Istio bills itself as a service mesh that transparently layers on top of an existing distributed system to connect, secure, control, and observe services. It can provide features like service discovery, failure recovery, authentication, rate limiting, and A/B and canary testing in addition to the load balancing functionality ZoomInfo needs.
How Istio Works
Istio consists of three layers: a data plane, a control plane, and mixers that facilitate communication between the two as illustrated in this diagram from the Istio website.
The data plane provides sidecar proxy servers (extended from Envoy proxies) to each microservice instance, controlling traffic to and from each. The control plane manages and configures these proxy servers according to defined rules, and the mixers actually route traffic according to the directions from the control plane.
More information on Istio, its architecture, and the basic services it can provide is available here.

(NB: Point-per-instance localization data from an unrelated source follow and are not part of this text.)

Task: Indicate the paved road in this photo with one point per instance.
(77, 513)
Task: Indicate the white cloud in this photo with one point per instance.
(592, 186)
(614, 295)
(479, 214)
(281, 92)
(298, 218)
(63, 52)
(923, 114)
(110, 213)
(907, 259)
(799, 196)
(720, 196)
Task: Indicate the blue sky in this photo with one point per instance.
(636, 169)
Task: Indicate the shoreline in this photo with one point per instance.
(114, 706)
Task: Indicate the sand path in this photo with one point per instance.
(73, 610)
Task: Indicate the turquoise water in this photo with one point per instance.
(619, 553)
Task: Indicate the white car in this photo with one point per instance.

How Istio Solved Our Load Balancing Issues
Before outlining how Istio fixes the problems we saw with Kubernetes load balancing it’s important to understand what those problems were.

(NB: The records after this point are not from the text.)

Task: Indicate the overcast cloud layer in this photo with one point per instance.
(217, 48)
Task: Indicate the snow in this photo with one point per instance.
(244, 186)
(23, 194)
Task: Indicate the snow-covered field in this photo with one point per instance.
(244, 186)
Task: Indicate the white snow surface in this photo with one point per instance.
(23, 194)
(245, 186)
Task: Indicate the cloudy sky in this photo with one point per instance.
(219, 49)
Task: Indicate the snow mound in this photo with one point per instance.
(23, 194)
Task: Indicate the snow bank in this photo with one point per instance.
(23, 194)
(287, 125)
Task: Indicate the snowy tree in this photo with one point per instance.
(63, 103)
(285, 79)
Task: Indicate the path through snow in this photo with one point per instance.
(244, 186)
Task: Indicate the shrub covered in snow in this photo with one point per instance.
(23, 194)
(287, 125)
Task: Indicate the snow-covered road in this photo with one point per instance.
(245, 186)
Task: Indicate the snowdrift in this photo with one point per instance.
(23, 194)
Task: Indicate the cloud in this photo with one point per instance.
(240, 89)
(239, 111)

The Problem with Kubernetes Load Balancing
At first it appeared that Kubernetes was doing a fine job with our load balancing. However, over time, we observed that traffic to certain pods would spike then wane just as traffic to others spiked.

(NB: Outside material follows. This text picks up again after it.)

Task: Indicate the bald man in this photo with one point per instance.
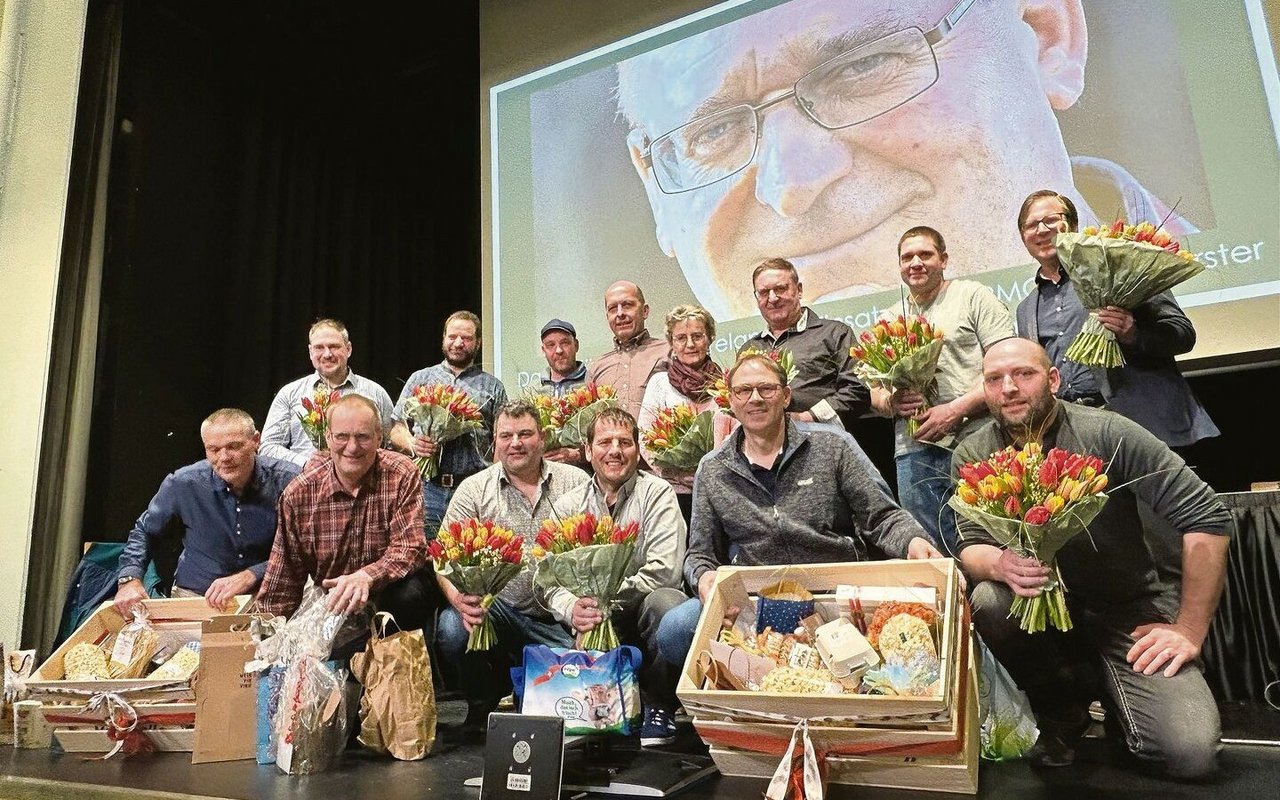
(1137, 640)
(635, 353)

If you look at the graph of requests processed by each Kubernetes pod above, you’ll see this behavior. The amount of traffic processed by each node varies greatly at any given time and the specific pods experiencing heavy, medium, or light traffic change over time. This is not only inefficient but also risky; it means that if a single instance goes down it’s much more likely to take a significant portion of our traffic with it.
It turns out that Kubernetes uses an L4 load balancer, meaning that, for HTTP/2 traffic in particular, it assigns traffic on a per connection basis and all requests via a single connection are then sent to the same pod it was originally assigned. Since our microservice is using remote procedure calls that use HTTP/2, a single consumer uses a single connection per session whether that session includes one, a dozen, a hundred, or thousands of individual data requests. Those spikes we saw were sessions with a lot of requests at that specific time. As requests dropped off or sessions closed, the traffic to those same pods drop. A few seconds later a different session with lots of requests might be assigned to a different pod, causing it to spike instead.
The Fix Using Istio
As discussed above, Istio uses a three layer approach that includes a centralized service applying any rules for traffic routing, a centralized service actually managing traffic according to those rules, and individual sidecar proxies within each microservice instance.
This system provides an L7 load balancer, meaning that it assigns traffic on a per request basis, even for HTTP/2 traffic. If a single connection generates 100 requests, those requests are split up among the available instances for faster processing and to ensure even request traffic to each instance.
This model also allows routing based on criteria of the requests, allowing certain requests to be routed to test servers or to servers trying out newer functionality on a limited subset of users (for example, A/B testing).
After adopting Istio load balancing, ZoomInfo immediately saw its production traffic even out as shown in the graph below:
Notice that there are two lines that fluctuate over time in this graph. Those lines actually represent all traffic doing people searches and all traffic doing company searches and those lines consist of multiple individual lines directly on top of each other, each representing individual microservice instances. The traffic is so evenly distributed that there is no delta between them at any meaningful scale.
Downsides of Using Istio
While Istio has a lot of offer, it does have some drawbacks. The biggest is that it’s very new. This comes with the risk of more rapid future change than products that have already built up large user bases that typically lead to small, incremental changes to a product. It also means that it hasn’t been very widely adopted yet and there aren’t very many experts out there. With more popular tools that have been around for a long time, it’s often easy to get answers to questions just through a quick online search or by asking a question at Stack Overflow or similar community support sites. With Istio, figuring out solutions to issues and challenges that cropped up during the development process proved more difficult. ZoomInfo was on the leading edge of the technology and thus there wasn’t much general knowledge out in the wider world.
Because ZoomInfo uses a beta version included inside our cloud provider’s version of Kubernetes, we were able to leverage our cloud support contract to get help and advice on implementing Istio. If you have a support option of this sort, we recommend taking advantage of it if you plan to try Istio or any other new cloud tools or technology.
Final Thoughts on Istio and Load Balancing Microservices
While there is some risk involved in using such a new product and it would be nice to have more pervasive support options, ZoomInfo has been very happy with its choice to use Istio for load balancing its search microservice. It solved the problems we experienced with Kubernetes, resulting in traffic distributed so evenly it appears as a single line on graphs.
We definitely recommend using Istio as part of your microservice tool chain.